Clinical Usefulness of Neurosurgery Simulator?? in Planning of Deep Brain Stimulation for Various Movement Disorders

Kwon, Hyuk Min; Han, In Bo; Moon, Ji Young; Chang, Jin Woo; Yoo, Byung Soo; Huh, Ryoong; Chung, Sang Sup

Original article

Journal of the Korean Society of Stereotactic and Functional Neurosurgery 2007;3(2):134-138.
Published online September 30, 2007.

Clinical Usefulness of Neurosurgery Simulator?? in Planning of Deep Brain Stimulation for Various Movement Disorders

Hyuk Min Kwon, In Bo Han, Ji Young Moon, Jin Woo Chang, Byung Soo Yoo, Ryoong Huh, Sang Sup Chung

Department of Neurosurgery, Bundang CHA Hospital, Pochon CHA Medical University, Seongnam, Korea Department of Neurosurgery, Yonsei University College of Medcine, Seoul, Korea Department of Electronics Engineering, Korea Polytechnic University, Siheung, Korea

Abstract

Objective
The Neurosurgery Simulator® is a surgical planning tool for stereotactic and functional neurosurgery, recently developed in Korea.
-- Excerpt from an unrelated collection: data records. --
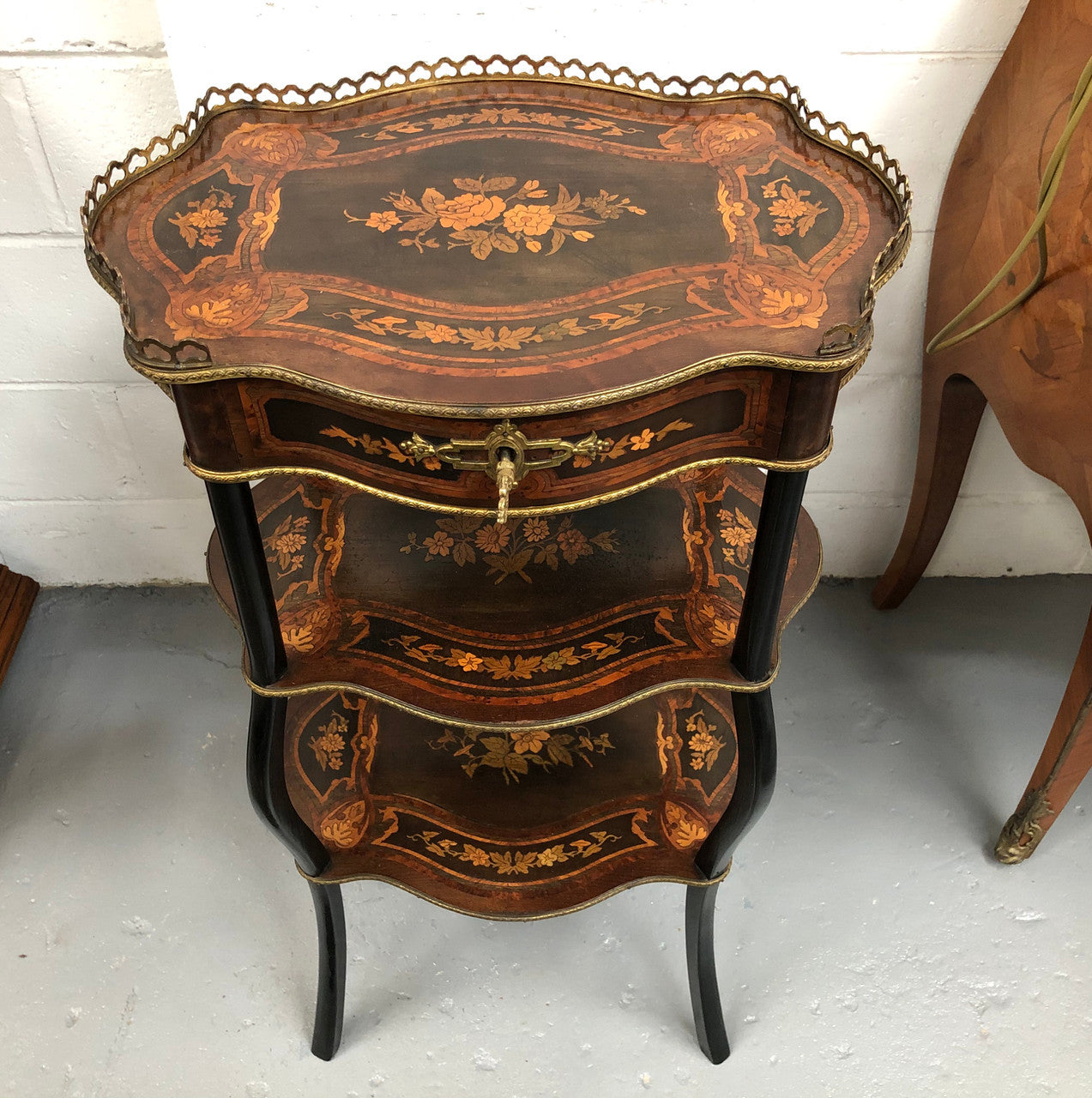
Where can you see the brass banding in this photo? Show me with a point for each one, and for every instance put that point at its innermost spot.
(257, 473)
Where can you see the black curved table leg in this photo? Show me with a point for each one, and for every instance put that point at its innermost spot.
(329, 1000)
(240, 540)
(702, 968)
(757, 741)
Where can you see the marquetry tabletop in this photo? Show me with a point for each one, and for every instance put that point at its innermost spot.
(482, 240)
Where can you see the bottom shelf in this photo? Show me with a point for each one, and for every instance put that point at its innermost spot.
(513, 824)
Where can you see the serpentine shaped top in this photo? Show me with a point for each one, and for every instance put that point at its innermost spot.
(498, 235)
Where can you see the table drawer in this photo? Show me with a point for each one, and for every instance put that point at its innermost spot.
(561, 462)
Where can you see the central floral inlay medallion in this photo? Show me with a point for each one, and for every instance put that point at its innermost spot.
(496, 214)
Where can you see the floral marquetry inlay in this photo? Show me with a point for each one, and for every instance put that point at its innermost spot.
(510, 548)
(516, 753)
(496, 214)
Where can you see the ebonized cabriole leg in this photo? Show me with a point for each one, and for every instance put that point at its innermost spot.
(757, 744)
(240, 540)
(329, 1002)
(702, 968)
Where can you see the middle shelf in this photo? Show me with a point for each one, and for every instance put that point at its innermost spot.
(533, 624)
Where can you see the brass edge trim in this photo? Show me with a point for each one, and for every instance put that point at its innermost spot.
(836, 136)
(140, 161)
(332, 687)
(499, 726)
(450, 509)
(752, 687)
(517, 918)
(200, 372)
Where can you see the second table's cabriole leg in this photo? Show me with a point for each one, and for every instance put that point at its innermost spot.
(237, 526)
(1065, 759)
(757, 745)
(951, 410)
(329, 999)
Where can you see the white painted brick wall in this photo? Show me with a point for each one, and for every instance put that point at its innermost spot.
(91, 486)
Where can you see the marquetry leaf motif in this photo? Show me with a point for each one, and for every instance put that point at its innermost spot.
(510, 548)
(517, 666)
(516, 753)
(510, 861)
(202, 220)
(493, 337)
(789, 210)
We determined whether Neurosurgery Simulator® can provide accurate target localization of deep brain stimulation (DBS) electrode.
Methods
31 consecutive patients suffering from movement disorders underwent DBS electrode placement using Neurosurgery Simulator® (NSS®) between October 2003 and January 2007. STN DBS was performed in 16 patients with Parkinson’ s disease, Vim DBS in 7 patients with essential tremor and 2 patients with secondary tremor, and GPi DBS in 6 patients with dystonia. The precise coordinates of surgical target are directly acquired by designating an anatomical lesion on the magnetic resonance imaging (MRI) with NSS®. The correctness is confirmed again by examining the anatomical lesion with superimposing the Schaltenbrand-Wahren atlas on the image directly.
Results
The precise coordinates of surgical target is directly acquired by designating an anatomical lesion on the magnetic resonance image with NSS® due to auto recognition algorithm of the fiducials on the MRI image. There was relatively little variation in the location of the core of the lesion compared with planned target. The mean Vim coordinates were 14.8mm lateral to anterior commissure/posterior commissure (AC-PC) line, 6.7mm posterior to AC-PC midpoint and superior to ACPC line. The mean GPi coordinates were 21.5mm lateral to AC-PC line, 2.6mm anterior to AC-PC midpoint and 4.9mm inferior to AC-PC line. The mean STN coordinates were 12.3mm lateral to AC-PC line, 2.3mm posterior to AC-PC midpoint and 4.7mm inferior to AC-PC line. After placement of DBS electrode, significant improvement was achieved in all the patients. There was no deviation in guiding surgical trajectory. There were no significant surgical complications.
Conclusion
NSS® provides a simple and accurate method for the DBS electrode placement.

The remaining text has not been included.